If we have this sustainability transition lens in looking at this bill, the immediate item that should catch our attention is the excise tax on diesel fuel which is now increased progressively yearly within the next three years from being taxed at zero (0) now to 3 pesos in Jan 1, 2018; to 5 pesos in Jan, 1, 2019; and to 6 pesos in Jan. 1 2020.

The Department of Finance (DoF) is of the view that this impending diesel price increase will not jack up food prices or jeepney fares that much based on similar abrupt price increases in diesel from January to December 2016 and in the period 2010 and 2012.

Even the National Tax Research Center (NTRC) noted in a study it did recently in January 2017 that even jeepney fare rates will not rise as much as in fact such fares have already increased in anticipation of a fuel tax hike this July 2017. Based on the historical table (Table 13 in the study) that they have come up with, in the period after 2009, if the price increase in diesel fuel will increase by greater than 50%, this will generate an additional Php 1 increase in jeepney fares : this happened between the period February 2009 when diesel price was at Php23.00 and it increased to Php 37.75 in January 2011 and in the period between January 2016 where diesel price is at Php 20.20 and February 2017 where diesel price is at Php 31.00. In these periods, the jeepney fare rate increased at Php1.00. Perhaps with these three year successive increases of diesel prices, the jeepney fare rate may not increase more than Php1.00 within the three year period.

But perhaps the DoF is only looking at diesel fuel, but there are also a full range of other petroleum products (lubricating oils and greases, processed gas, waxes and petrolatum, denatured alcohol to be used for motive power, naphtha, regular gasoline and other similar products of distillation, leaded or unleaded petroleum gasoline, aviation turbo jet fuel, kerosene and liquefied petroleum gas, the latter are those that are used in homes for cooking and lighting, asphalts, bunker fuel oil) that will also be taxed in an increasing manner within a three-year time frame.
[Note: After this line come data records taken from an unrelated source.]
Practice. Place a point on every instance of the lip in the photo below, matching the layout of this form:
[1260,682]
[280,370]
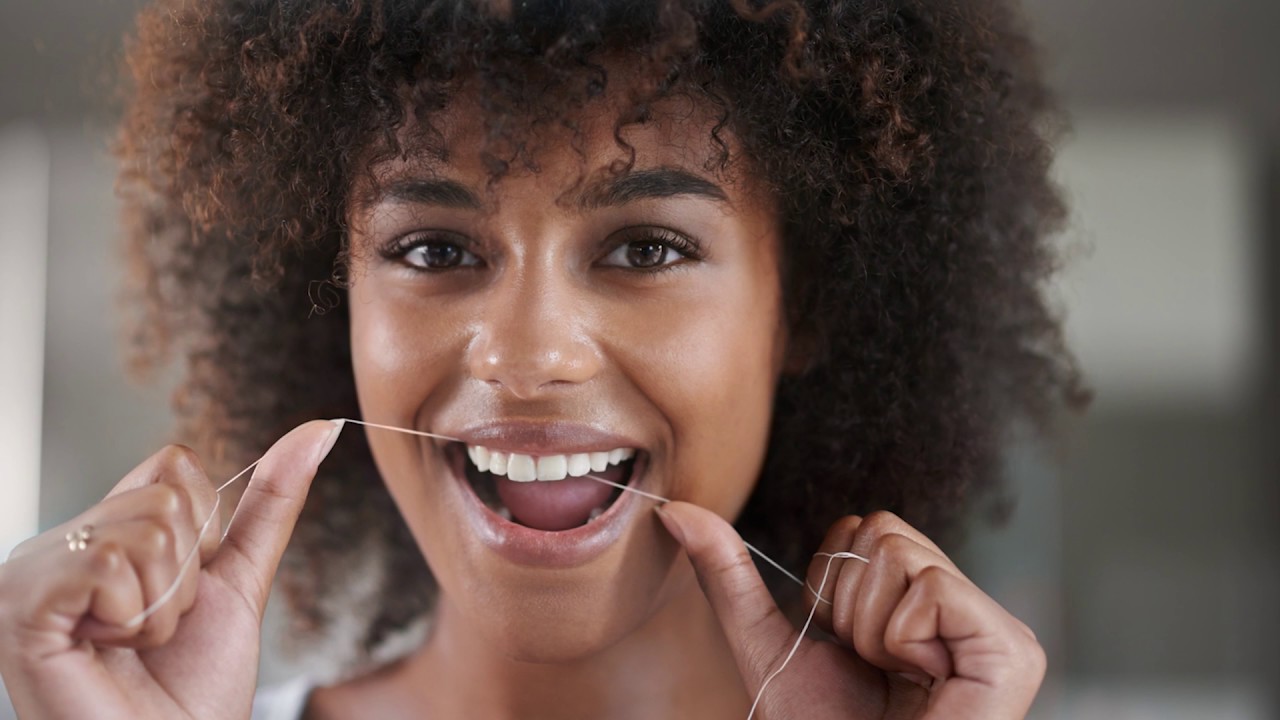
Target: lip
[542,438]
[542,548]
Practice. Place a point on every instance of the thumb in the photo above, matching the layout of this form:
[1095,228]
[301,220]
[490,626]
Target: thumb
[269,509]
[757,630]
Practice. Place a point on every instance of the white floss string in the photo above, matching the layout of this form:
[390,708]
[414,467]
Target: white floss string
[831,556]
[195,550]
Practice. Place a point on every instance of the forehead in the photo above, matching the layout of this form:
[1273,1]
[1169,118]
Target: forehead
[576,156]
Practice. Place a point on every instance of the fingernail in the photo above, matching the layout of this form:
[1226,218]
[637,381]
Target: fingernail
[333,438]
[670,523]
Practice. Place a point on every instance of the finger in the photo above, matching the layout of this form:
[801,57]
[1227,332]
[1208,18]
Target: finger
[950,629]
[865,605]
[757,630]
[849,577]
[158,559]
[824,570]
[174,466]
[882,523]
[163,501]
[269,509]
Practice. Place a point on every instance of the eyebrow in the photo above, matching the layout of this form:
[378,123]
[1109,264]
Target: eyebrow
[630,187]
[430,191]
[650,185]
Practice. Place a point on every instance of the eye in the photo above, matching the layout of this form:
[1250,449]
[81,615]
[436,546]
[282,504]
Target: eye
[652,249]
[432,253]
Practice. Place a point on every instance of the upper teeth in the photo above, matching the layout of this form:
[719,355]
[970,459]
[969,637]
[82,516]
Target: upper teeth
[526,468]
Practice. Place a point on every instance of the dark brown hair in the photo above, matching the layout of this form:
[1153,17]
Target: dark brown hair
[906,142]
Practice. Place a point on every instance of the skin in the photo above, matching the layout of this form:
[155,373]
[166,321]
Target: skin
[544,320]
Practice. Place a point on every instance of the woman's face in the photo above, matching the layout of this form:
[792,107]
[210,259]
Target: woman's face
[565,320]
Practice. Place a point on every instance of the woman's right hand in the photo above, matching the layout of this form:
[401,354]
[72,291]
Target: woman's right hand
[65,650]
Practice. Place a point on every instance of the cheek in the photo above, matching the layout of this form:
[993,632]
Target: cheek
[713,376]
[397,354]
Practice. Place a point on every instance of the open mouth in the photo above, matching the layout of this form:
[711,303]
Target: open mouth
[549,493]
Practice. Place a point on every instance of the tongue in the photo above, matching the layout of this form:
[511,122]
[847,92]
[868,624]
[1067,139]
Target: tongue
[554,505]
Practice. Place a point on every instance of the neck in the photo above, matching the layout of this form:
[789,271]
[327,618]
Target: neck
[676,665]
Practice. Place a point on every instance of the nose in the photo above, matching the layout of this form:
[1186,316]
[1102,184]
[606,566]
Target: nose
[533,338]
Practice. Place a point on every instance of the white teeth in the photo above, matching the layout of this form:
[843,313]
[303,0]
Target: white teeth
[599,461]
[521,469]
[552,468]
[526,468]
[579,464]
[480,456]
[498,463]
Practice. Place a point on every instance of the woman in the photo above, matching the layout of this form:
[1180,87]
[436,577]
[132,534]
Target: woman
[776,264]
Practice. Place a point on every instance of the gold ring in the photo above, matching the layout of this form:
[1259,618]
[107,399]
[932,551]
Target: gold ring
[80,540]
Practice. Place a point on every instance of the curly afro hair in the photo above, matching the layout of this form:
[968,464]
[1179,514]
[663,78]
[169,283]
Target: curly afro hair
[906,142]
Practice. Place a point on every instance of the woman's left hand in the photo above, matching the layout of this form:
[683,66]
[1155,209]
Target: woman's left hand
[917,638]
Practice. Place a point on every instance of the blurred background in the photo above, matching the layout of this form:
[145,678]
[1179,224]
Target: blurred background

The Senate should look closely how the totality of these petroleum products will contribute to price increases on all other goods and services the production of which will depend on the use of these other petroleum products. This will also serve as a check to validate these assurances of the DoF and NTRC on negligible price increases from these measures.

In that same study of the National Tax Research Center we have seen, these taxes on petroleum products are already accounted for and they foresee no problem with increasing the tax rates in these products since they haven’t been increased since 1996 and the Philippines has the 2nd-lowest excise tax rates in the ASEAN region.

While the House-approved tax measure provided for some earmarking of not more than 40% of the yearly incremental revenues from the petroleum excise tax for a social benefits program, it has not provided for specific funding to develop research and development into alternative fuels in order that there is a clear effort towards developing alternatives to fossil fuels and hence facilitate behavioral shifts in the use of diesel and similar fossil fuels.

In our earlier post on this topic, we proposed to make the increase in these excise taxes gradual, even suggesting the totality of the 6-pesos increase be fully implemented even beyond the entire term of President Duterte. This is to enable other coordinative measures by other agencies to kick in, like an accompanying measure to accelerate the development of alternative fuels so that the population will have an alternative to these fossil fuels or some incentives to assist the shift towards a fully-electricity based transportation system.

Ok, hybrid electric vehicles are exempt from excise taxes, but the way it is defined as a four-wheel vehicle in the House-approved tax reform bill leaves out alternatives that may run on two or three wheels. The Senate should look into this again. What about the jeepneys? There should be a clear phase out that should reduce dependence on diesel-guzzling jeepneys , but this should be coordinated with the preferential tax treatment in this bill given to hybrid vehicles in the House-approved measure.

Then we have to look at the other categories of activities that seem to have been left out, what about the coal-fired operating plants, are they exempted from any increases in taxes? The House-approved bill does not seem to touch these entities, especially the taxing of coal and coal substitutes used in these plants.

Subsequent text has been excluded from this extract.